The specific models I’ve seen need this are the Feitian R301 and the bR301 Bluetooth reader when used over USB-C. The Identiv uTrust 3700F in USB-C mode sometimes needs it too. The issue is that macOS Sequoia’s native CCID driver stack doesn’t fully support some of these devices’ USB descriptor tables.

Here’s how to get it sorted:

1. Go to ftsafe.com — that’s Feitian’s official site. Navigate to Support → Download → Drivers.
2. Download the macOS CCID driver package. As of early 2025, the current version is iR301 CCID Driver v3.1.2, and the installer file is about 4.2 MB.
3. Open the .pkg installer. macOS will likely throw a Gatekeeper warning. Go to System Settings → Privacy & Security, scroll down, and you’ll see a message saying the driver was blocked. Click “Allow Anyway.”
4. Run the installer again and complete it.
5. Restart your Mac.

After restart, plug in your USB-C reader and give it 45 seconds. The system needs a moment to load the new kernel extension. If you open Terminal and run sudo sc_auth identities again at this point, you should see your card’s identities listed.

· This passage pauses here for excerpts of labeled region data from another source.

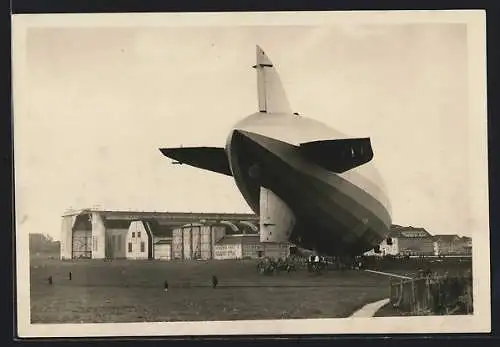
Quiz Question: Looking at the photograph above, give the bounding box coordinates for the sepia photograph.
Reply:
[12,11,491,337]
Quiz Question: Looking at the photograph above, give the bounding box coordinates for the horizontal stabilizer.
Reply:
[300,138,373,173]
[160,147,232,176]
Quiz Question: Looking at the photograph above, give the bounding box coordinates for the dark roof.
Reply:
[155,239,172,245]
[104,219,130,229]
[144,219,174,237]
[217,234,260,245]
[63,208,259,221]
[216,236,241,245]
[389,225,432,238]
[434,234,461,242]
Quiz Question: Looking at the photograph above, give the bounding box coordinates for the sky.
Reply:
[14,23,487,239]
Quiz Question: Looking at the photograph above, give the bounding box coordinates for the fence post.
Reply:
[410,279,417,313]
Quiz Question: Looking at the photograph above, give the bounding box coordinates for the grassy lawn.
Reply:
[31,259,389,323]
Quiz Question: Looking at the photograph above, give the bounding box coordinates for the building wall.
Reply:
[242,243,263,259]
[380,238,399,255]
[182,227,193,259]
[126,221,149,259]
[71,229,93,259]
[398,237,434,255]
[172,228,184,259]
[106,229,128,259]
[154,243,172,260]
[214,243,242,260]
[434,238,472,255]
[60,216,76,259]
[191,226,201,259]
[241,235,264,259]
[90,212,106,259]
[262,242,290,259]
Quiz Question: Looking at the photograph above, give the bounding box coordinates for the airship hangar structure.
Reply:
[160,46,392,256]
[60,209,291,260]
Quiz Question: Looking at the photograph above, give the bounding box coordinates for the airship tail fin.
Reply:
[253,46,292,114]
[160,147,233,176]
[299,138,373,173]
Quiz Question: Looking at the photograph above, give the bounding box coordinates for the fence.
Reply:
[391,275,473,315]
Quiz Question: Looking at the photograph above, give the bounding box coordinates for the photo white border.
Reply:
[12,10,491,338]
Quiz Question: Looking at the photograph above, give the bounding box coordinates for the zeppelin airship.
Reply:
[160,46,391,256]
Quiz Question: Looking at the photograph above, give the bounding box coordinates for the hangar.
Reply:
[61,209,259,260]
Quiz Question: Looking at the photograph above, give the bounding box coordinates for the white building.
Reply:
[153,239,172,260]
[214,234,290,259]
[126,220,153,259]
[434,235,472,256]
[365,225,434,256]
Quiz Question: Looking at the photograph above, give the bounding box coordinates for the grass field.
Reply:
[31,259,389,323]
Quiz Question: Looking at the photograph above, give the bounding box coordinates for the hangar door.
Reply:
[154,243,171,260]
[71,230,92,259]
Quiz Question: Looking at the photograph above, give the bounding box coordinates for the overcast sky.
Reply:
[14,24,487,238]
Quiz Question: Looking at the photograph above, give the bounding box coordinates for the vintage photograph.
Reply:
[13,11,490,337]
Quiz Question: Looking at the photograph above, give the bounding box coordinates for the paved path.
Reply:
[351,299,389,318]
[365,270,412,280]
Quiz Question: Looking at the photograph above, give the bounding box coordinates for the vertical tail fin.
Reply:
[254,46,292,114]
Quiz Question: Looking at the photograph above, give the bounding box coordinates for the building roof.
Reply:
[215,235,242,245]
[144,219,173,237]
[389,225,432,238]
[63,208,259,221]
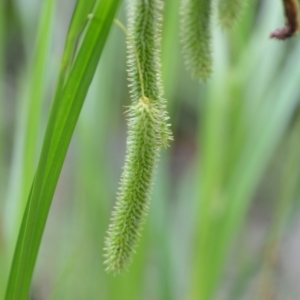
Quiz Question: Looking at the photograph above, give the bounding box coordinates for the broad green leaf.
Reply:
[6,0,120,300]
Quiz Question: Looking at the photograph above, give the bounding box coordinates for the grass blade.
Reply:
[6,0,120,300]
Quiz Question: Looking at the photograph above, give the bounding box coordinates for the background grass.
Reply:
[0,0,300,300]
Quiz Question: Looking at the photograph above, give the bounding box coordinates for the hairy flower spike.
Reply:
[181,0,212,81]
[105,0,171,273]
[218,0,246,29]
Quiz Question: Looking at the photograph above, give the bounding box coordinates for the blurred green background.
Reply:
[0,0,300,300]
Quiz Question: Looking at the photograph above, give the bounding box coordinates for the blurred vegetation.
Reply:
[0,0,300,300]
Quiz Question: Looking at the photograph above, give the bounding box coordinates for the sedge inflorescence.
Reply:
[105,0,171,273]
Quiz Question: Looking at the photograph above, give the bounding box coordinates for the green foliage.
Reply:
[5,1,119,300]
[180,0,212,81]
[0,0,300,300]
[218,0,246,29]
[105,0,171,272]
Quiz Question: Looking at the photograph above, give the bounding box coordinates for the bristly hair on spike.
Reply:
[104,0,171,273]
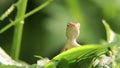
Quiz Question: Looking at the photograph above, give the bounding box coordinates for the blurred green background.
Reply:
[0,0,120,63]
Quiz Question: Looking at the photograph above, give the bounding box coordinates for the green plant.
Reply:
[0,0,120,68]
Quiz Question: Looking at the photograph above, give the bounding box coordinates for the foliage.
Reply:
[0,0,120,68]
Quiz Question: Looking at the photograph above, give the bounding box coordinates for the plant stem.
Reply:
[0,0,52,34]
[11,0,27,60]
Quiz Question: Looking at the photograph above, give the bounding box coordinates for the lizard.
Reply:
[61,22,80,52]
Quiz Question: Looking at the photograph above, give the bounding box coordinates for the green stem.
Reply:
[11,0,27,60]
[0,0,52,34]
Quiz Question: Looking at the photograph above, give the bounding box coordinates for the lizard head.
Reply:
[66,22,80,40]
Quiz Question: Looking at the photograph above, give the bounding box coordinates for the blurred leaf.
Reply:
[36,58,50,68]
[29,64,36,68]
[0,65,25,68]
[44,61,56,68]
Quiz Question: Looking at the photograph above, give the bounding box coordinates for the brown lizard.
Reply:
[61,22,80,52]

One thing I’ve learned the hard way — don’t use a USB-C hub between the reader and the Mac. Plug directly into one of the Mac’s built-in Thunderbolt ports. Hubs introduce their own USB negotiation layer and I’ve seen them confuse the CCID driver even when everything else is correct. Direct connection only.

Step 3 — Reinstall DoD Certificates

Even with your reader working correctly at the hardware and driver level, you can still get certificate errors in browsers if your DoD root certificates are outdated or corrupted. Sequoia’s tighter security sandbox sometimes marks old certificate installations as untrusted on first boot, which quietly breaks them without telling you.

First, clear your browser cache. In Safari: Settings → Advanced → check “Show features for web developers” → Develop menu → Empty Caches. In Chrome: Settings → Privacy and Security → Clear Browsing Data → check Cached images and files → Clear data. Do this before reinstalling certs or you’ll validate against stale cached data.

Now get fresh DoD certificates:

1. Go to militarycac.com/macnotes.htm — this is the authoritative source. Find the section for “DoD Certificates” and download the latest InstallRoot package for Mac. The current package as of 2025 is labeled InstallRoot 5.5 macOS and the .pkg is around 11 MB.
2. Run the installer. It will deposit the DoD root, intermediate, and issuing CA certificates into your system keychain.
3. Open Keychain Access (Applications → Utilities → Keychain Access). In the left sidebar, select “System” under Keychains, then “Certificates” under Category.
4. Search for “DOD” in the search bar. You should see a list of certificates — DoD Root CA 3, 4, 5, 6, and several EMAIL CA and ID CA entries.
5. If any show a red X or say “This certificate has an invalid issuer,” right-click it and select “Get Info.” Under Trust, change “When using this certificate” to “Always Trust.” Close the window. You’ll be prompted for your password.

Restart Safari or Chrome completely after this. Not just close the window — quit the application entirely and reopen it.

At this point, with your reader recognized by Sequoia’s CryptoTokenKit, the correct CCID driver installed if you needed it, and fresh DoD certificates trusted in Keychain Access, your CAC authentication should work. Test it at myaccess.defense.gov or whichever CAC-protected portal you need. Insert your card when prompted, select the correct certificate (usually the one labeled with your name and “Authentication” rather than “Email Encryption”), and enter your PIN.

If it still fails after all three steps, the next thing I check is whether the user’s CAC itself has expired or is locked from too many bad PIN attempts. That’s a trip to the ID card office, not an IT fix. But in my experience, these three steps clear the Sequoia-specific issues for the overwhelming majority of cases.